Site for wind-power plant explored
Friday, Feb. 9, 2001 | 11:22 a.m.
Wind plans
The BLM will hold public meetings concerning wind power from 6:30 to 9:30 p.m. at these following places:
A clean breeze could soon provide air conditioning and lights for thousands of homes in the desert southwest thanks to a planned wind-powered generating plant south of Las Vegas
The dream of environmental activists and energy-hungry consumers moved closer to reality Thursday as the federal Bureau of Land Management gave a La Jolla, Calif., company the right to explore construction of a new wind-powered generating plant on Table Mountain between Sandy Valley and Jean.
M&N Windpower will pay the federal government $18,500 for that right, BLM spokesman Phil Guerrero said. The company bid against one other at the Thursday auction.
The proposal is to build the power station on about 4,500 acres on top of Table Mountain, about 10 miles west of Jean.

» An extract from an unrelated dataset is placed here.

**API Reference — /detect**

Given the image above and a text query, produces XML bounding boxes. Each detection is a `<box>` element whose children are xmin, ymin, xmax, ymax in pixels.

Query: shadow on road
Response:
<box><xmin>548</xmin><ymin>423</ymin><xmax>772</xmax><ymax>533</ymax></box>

The rights don't ensure that the company will build a wind-farm to generate power, but lets the BLM move forward with an environmental impact study. The federal agency will hire the contractor to do the study, which the company will pay for, Guerrero said.
"It's not a done deal," said Sebastion Nola, M&N vice president of utility and power marketing.
John Johansen, M&N president, said the company is committed to building the plant in an environmentally sound way.
"The green aspect and environmental friendliness is really important to this project," he said.
The company would lease the land for the plant from the federal government. Nola said the terms of that lease will have to be negotiated.
Nola said Siemens Corp., a worldwide industrial giant, will actually construct the wind farm if the government gives a green light to the project.
M&N already is working on developing a similar wind farm at the Nevada Test Site. That generating plant should generate about 85 megawatts of power by the end of this year with about 100 wind turbines, Nola said.
The wind turbines the company hopes to install at the Table Mountain site would be the same as those at the test site -- three-bladed windmills, about 160 feet across, mounted on 175 foot towers.
The proposal for the Table Mountain wind farm is for about 120 megawatts, but Nola cautioned that the power estimate is very preliminary and could change.
One megawatt provides enough power for about 1,000 homes for one year.
M&N, formed in 1994, is seeking to build wind-farms in Southern Nevada for two reasons: the demand in Southern California and Nevada for power, and the interest in "green," or clean renewable energy.
Nola said one of the champions for green energy has been Sen. Harry Reid, D- Nev., who introduced federal legislation Tuesday that would give tax breaks for renewable energy producers.
"We've had a lot of opportunity from Sen. Reid to develop green resources in the state of Nevada," Nola said.
Johansen said that rate now, the cost of wind power is directly competitive with natural gas, the primary source of fuel for power plants in the United States. But the cost of gas is likely to fall, and tax credits are important to compete down the road, he said.
Eventually, the cost of the wind turbines will drop to the point where the tax credits are no longer needed, Johansen said.
The cost of power from the Table Mountain site would not wildly escalate as power from natural-gas fired plants has in recent months, Johansen said. The wind will always be at the same price: free of charge.
Guerrero said the environmental impact study and permitting process would likely take 6 to 18 months.
"We certainly would prefer six months," Nola said Thursday.
The sooner the plant can get online, the sooner it can begin selling power, especially to electricity-starved Californians. Residents of the Golden State have faced extremely tight energy reserves, sharply escalating power bills and sporadic blackouts over the winter.
Officials have warned that similar blackouts, though unlikely, could happen this summer in Nevada as local residents crank up their air conditioners.